Şimdi rahip gitti, ama biz iki yıldır özellikle medya üzerinden yazdığımız ve içinde sayısız soru işaretleri bulunan ‘yerli’ ve ‘milli’ hikayemizle baş başa kaldık.
Bir kere bu olayla birlikte yargı açısından önemli bir argüman olan ‘gizli tanık’ uygulaması ciddi bir yara aldı. Doğrusu mahkemeyi yanıltan ve bir bakıma adaletin tecellisini geciktiren bu gizli tanıklarla ilgili savcılığın nasıl bir tutum izleyeceği merak konusu.
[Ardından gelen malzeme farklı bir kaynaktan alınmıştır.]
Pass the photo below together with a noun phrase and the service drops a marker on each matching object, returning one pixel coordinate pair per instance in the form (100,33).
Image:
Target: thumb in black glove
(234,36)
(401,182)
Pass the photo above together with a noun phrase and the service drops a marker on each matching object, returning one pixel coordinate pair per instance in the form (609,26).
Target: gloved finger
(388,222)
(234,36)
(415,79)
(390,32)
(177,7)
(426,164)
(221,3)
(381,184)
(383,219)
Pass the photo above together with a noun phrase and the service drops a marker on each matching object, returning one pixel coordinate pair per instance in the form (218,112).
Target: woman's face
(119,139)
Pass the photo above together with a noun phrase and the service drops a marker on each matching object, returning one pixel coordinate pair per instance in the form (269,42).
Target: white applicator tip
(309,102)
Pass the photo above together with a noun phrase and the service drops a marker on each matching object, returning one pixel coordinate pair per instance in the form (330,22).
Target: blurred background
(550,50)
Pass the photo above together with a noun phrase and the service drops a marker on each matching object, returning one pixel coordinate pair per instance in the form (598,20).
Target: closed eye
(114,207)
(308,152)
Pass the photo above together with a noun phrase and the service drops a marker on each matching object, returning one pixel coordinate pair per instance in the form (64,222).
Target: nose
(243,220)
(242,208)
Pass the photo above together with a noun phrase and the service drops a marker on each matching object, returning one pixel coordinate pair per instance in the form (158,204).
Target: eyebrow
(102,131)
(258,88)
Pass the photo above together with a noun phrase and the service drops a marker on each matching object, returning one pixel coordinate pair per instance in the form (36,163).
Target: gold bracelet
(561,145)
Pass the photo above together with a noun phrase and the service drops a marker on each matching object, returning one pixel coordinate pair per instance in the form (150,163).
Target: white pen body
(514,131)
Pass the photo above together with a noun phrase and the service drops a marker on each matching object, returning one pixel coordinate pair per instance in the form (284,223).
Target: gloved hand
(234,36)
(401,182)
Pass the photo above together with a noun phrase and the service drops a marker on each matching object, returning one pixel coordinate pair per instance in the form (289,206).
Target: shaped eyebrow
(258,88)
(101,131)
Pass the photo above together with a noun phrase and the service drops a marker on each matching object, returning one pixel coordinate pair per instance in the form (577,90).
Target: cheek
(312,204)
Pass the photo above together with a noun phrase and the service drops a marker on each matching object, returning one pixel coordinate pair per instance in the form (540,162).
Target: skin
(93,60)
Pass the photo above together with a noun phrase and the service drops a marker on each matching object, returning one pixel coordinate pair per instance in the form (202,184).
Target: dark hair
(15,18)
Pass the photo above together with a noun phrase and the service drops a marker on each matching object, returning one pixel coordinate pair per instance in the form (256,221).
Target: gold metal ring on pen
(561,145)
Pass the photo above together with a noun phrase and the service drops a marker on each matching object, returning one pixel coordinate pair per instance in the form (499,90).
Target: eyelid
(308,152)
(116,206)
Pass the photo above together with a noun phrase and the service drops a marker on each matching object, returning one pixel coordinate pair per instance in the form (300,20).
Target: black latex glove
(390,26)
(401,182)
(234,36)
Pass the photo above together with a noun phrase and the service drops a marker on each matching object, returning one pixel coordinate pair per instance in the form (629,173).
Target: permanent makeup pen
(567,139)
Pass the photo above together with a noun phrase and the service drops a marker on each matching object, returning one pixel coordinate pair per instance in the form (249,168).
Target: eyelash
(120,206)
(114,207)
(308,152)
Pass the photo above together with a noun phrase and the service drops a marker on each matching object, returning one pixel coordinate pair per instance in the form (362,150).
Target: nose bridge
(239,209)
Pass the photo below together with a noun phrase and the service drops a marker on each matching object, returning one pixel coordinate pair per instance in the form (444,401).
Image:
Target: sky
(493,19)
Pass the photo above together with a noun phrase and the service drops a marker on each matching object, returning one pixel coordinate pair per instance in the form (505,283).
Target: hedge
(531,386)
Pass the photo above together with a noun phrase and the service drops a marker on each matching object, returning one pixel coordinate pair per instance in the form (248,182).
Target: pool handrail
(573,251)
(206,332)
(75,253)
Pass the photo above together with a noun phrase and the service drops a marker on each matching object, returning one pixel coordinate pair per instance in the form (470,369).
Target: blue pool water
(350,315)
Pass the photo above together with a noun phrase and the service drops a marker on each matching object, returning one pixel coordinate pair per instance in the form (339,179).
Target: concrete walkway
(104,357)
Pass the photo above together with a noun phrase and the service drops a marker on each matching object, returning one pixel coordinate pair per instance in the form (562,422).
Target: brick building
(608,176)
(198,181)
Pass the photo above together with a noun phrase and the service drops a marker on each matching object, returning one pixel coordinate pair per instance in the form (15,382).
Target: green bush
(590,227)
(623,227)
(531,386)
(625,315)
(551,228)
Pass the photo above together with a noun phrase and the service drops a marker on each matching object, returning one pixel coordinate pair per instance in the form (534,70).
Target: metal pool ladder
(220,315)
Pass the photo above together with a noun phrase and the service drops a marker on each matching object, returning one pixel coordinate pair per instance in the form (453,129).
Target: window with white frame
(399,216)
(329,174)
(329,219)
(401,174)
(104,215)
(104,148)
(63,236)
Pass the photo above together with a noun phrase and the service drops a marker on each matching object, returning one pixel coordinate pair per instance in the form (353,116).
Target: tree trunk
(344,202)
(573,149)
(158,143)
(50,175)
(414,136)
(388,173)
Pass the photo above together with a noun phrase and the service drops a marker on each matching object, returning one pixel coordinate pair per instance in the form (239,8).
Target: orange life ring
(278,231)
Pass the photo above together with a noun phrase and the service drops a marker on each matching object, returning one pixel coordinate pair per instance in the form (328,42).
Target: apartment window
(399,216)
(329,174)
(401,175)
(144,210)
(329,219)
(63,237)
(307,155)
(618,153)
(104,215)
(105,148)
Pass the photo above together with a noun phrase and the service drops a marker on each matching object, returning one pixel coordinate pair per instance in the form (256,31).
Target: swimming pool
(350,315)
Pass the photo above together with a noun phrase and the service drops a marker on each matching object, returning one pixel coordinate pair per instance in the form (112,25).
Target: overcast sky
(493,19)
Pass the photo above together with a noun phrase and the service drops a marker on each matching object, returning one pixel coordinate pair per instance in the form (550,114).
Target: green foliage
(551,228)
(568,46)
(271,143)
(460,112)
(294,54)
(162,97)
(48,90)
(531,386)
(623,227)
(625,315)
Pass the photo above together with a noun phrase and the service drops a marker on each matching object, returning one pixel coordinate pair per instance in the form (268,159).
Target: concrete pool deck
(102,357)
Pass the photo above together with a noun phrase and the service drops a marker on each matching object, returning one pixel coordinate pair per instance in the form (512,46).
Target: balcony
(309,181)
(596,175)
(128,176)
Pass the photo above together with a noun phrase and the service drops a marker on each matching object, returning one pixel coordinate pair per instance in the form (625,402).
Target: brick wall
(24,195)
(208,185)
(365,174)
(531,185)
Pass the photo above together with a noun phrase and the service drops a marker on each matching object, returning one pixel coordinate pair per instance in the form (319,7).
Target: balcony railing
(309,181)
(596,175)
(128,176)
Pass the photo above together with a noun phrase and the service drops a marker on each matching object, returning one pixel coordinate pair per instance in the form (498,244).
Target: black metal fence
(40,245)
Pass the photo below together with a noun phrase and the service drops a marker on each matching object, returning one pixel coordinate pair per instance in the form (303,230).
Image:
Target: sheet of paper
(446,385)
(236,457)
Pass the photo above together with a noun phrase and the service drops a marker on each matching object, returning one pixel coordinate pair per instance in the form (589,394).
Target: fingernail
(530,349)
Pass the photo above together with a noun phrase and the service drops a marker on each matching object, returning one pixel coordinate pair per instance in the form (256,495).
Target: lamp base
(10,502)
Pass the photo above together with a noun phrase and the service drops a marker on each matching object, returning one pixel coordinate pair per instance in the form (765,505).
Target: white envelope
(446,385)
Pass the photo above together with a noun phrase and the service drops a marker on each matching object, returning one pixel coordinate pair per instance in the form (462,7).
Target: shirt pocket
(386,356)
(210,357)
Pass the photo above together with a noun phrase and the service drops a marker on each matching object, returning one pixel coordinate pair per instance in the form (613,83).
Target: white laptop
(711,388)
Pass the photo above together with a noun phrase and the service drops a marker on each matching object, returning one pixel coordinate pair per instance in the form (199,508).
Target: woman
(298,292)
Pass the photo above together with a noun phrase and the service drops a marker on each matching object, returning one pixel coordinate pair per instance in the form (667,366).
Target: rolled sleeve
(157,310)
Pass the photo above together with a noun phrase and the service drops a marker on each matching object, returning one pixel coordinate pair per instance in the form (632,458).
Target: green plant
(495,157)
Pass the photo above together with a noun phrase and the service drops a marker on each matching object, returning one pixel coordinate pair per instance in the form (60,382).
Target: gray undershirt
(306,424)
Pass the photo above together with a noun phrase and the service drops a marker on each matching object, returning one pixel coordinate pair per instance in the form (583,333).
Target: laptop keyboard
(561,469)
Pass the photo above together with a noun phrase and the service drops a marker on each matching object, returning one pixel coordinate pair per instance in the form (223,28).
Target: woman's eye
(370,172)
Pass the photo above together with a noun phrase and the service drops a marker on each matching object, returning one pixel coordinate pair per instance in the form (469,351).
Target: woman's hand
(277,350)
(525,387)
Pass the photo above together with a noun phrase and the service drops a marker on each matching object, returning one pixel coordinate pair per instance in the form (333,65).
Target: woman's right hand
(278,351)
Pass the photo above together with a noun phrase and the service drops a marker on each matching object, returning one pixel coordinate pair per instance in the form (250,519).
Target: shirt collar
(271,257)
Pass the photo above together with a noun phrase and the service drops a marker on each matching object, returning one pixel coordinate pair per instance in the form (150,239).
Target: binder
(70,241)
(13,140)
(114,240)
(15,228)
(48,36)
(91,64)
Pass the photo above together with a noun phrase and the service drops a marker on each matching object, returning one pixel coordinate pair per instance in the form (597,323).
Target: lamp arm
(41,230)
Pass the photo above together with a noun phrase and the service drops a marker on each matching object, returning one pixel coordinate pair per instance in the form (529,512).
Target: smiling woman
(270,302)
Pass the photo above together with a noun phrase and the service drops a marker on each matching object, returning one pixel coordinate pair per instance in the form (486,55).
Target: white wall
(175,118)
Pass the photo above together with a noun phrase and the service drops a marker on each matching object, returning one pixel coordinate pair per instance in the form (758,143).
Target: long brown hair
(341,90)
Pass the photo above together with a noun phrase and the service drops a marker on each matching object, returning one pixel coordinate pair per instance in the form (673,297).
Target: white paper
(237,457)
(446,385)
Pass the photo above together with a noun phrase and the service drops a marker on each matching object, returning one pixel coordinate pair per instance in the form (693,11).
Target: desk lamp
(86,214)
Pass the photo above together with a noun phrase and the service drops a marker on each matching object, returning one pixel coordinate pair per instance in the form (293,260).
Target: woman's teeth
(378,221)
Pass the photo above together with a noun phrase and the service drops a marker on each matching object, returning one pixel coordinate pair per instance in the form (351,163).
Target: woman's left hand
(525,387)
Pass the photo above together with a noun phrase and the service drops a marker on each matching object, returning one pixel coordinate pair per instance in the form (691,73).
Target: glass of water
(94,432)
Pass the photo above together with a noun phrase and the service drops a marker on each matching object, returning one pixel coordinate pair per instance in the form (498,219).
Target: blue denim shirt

Bu dava sürecinde gördük ki, maalesef Türk medyasının perişan hali kelimenin tam anlamıyla patolojik bir durum arzediyor. Medyamız ortada hiçbir bilgi, belge, kanıt olmadan insanları yargılıyor, mahkum ediyor, sonunda iş fasa-fiso çıkınca da sessizce ortadan kayboluyor. Ne yazık ki medyamız çaresiz bir hastalıkla malul durumdadır. Bu yüzden de fazla kafa yormaya gerek yok...
Kuşkusuz bu davanın hepimizi ilgilendiren en önemli boyutu, Türk hukuk sisteminin verdiği görüntüdür. Medyamızla, siyasetçimizle birlikte Brunson’la ilgili öyle bir algı oluşturduk ki, PKK’nın da, FETÖ’nün 15 Temmuz ihanetinin de en büyük sorumlusu bu rahipti. Ama bütün bu günahların sorumlusunu sonunda evine gönderdik. Şu andan itibaren, dünyada hukuk sistemimizle ilgili oluşturulmaya çalışılan negatif algıyı nasıl tamir edeceğimizi düşünmek zorundayız.
Zira biz 15 Temmuz gibi belki de yüzyılın en büyük ihaneti olan bir belanın yargılama sürecindeyiz, dolayısıyla yargıya güveni en üst düzeyde tutmak durumundayız. Ama daha da önemlisi, hukuki görünürlüğümüzün ekonomimizi doğrudan etkilemesi... İktidar yana yakıla dünyaya eli yüzü düzgün bir Türkiye fotoğrafı vermeye çalışıyor. Bunun için faydası olur diye Amerikalı McKinsey firmasının bile kapısını çaldık.
Tam da ekonominin kırılgan bir görüntü sergilediği dönemde, Brunson kararının Türkiye’nin hukuki görüntüsünü nasıl etkileyeceğini doğrusu kestirmek biraz zor... Oysa bu hikayeyi daha bize yakışan bir şekilde de yazabilirdik, eğer hukukun üstünlüğüne halel gelmeyecek bir hassasiyeti en üstte tutabilseydik...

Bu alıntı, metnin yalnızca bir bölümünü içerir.